← Back to Timeline

Multistable Shape from Shading Emerges from Patch Diffusion

Foundational AI

Authors

Xinran Nicole Han, Todd Zickler, Ko Nishino

Abstract

Models for inferring monocular shape of surfaces with diffuse reflection -- shape from shading -- ought to produce distributions of outputs, because there are fundamental mathematical ambiguities of both continuous (e.g., bas-relief) and discrete (e.g., convex/concave) types that are also experienced by humans. Yet, the outputs of current models are limited to point estimates or tight distributions around single modes, which prevent them from capturing these effects. We introduce a model that reconstructs a multimodal distribution of shapes from a single shading image, which aligns with the human experience of multistable perception. We train a small denoising diffusion process to generate surface normal fields from $16\times 16$ patches of synthetic images of everyday 3D objects. We deploy this model patch-wise at multiple scales, with guidance from inter-patch shape consistency constraints. Despite its relatively small parameter count and predominantly bottom-up structure, we show that multistable shape explanations emerge from this model for ambiguous test images that humans experience as being multistable. At the same time, the model produces veridical shape estimates for object-like images that include distinctive occluding contours and appear less ambiguous. This may inspire new architectures for stochastic 3D shape perception that are more efficient and better aligned with human experience.

Concepts

diffusion models multistable perception shape from shading patch-based diffusion inverse problems posterior estimation uncertainty quantification generative models stochastic processes convolutional networks score-based models

The Big Picture

Stare at an image of a dimpled golf ball long enough and something strange happens: the dimples suddenly pop outward, becoming bumps. Flip the photo upside down and they sink back in. Your brain hasn’t changed, and neither has the image, but your perception of the three-dimensional shape has flipped entirely, toggling between two equally valid interpretations.

This isn’t a quirk. It’s a mathematical truth about matte surfaces: when photographed from a single viewpoint, multiple three-dimensional shapes can produce the exact same pattern of light and shadow. The image is genuinely ambiguous.

Humans experience this directly, alternating between competing shape interpretations in what vision scientists call multistable perception. Yet virtually every existing AI model for 3D shape recognition ignores this, committing to a single “best guess” and pretending the ambiguity doesn’t exist.

Researchers at Harvard and Kyoto University have now built a model that does what humans do: rather than committing to one answer, it holds multiple valid shape interpretations open simultaneously, all in a package that fits in 10 megabytes.

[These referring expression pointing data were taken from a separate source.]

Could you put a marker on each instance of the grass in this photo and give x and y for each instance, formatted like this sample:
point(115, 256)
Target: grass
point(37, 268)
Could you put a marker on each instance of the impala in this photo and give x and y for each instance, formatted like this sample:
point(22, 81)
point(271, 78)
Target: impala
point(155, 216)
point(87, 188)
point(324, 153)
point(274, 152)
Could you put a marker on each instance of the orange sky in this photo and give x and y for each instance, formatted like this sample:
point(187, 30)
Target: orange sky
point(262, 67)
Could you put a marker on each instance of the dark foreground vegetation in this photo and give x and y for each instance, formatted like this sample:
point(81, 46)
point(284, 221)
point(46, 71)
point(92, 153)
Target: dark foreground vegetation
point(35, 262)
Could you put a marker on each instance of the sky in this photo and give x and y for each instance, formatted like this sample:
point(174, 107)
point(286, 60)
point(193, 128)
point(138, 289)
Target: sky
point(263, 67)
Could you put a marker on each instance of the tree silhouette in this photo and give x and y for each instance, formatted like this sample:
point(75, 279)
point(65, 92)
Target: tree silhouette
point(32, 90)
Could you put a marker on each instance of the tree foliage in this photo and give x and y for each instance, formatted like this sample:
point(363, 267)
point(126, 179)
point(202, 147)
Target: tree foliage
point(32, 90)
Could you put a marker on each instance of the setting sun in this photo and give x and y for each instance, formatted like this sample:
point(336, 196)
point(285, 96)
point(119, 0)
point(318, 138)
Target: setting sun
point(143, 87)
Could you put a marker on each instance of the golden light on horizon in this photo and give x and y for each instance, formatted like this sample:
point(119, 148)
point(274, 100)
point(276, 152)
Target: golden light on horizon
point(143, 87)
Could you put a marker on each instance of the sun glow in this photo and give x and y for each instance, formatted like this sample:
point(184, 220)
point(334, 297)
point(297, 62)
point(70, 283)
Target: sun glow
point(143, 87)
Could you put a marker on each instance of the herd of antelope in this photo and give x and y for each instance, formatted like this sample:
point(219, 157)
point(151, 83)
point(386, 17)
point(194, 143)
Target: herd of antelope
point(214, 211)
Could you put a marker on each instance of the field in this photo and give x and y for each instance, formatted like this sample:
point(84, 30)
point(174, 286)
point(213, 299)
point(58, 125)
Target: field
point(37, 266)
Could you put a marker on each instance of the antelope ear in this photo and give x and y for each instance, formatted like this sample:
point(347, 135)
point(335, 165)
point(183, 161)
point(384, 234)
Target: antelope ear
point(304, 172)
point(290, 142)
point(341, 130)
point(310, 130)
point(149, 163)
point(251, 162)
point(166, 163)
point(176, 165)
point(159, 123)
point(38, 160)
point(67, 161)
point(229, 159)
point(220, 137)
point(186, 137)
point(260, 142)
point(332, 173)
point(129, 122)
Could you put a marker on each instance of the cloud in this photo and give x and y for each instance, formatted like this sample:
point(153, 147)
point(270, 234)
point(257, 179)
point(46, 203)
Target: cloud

Key Insight: By training a tiny diffusion model on local 16×16 image patches and deploying it at multiple scales with consistency constraints, global perceptual ambiguity (the kind humans experience) emerges from purely local, bottom-up processing.

How It Works

The core idea is deceptively simple: train a small model to understand tiny image patches, then let the pieces talk to each other.

Figure 2

The team trained a denoising diffusion process on 16×16 pixel crops from synthetic images of matte objects. The model predicts surface normal fields, which encode the 3D orientation of each surface point as a vector perpendicular to the surface. Training on patches rather than whole images keeps the model compact (just 10MB of weights) and forces it to learn local shading relationships without baking in global scene biases.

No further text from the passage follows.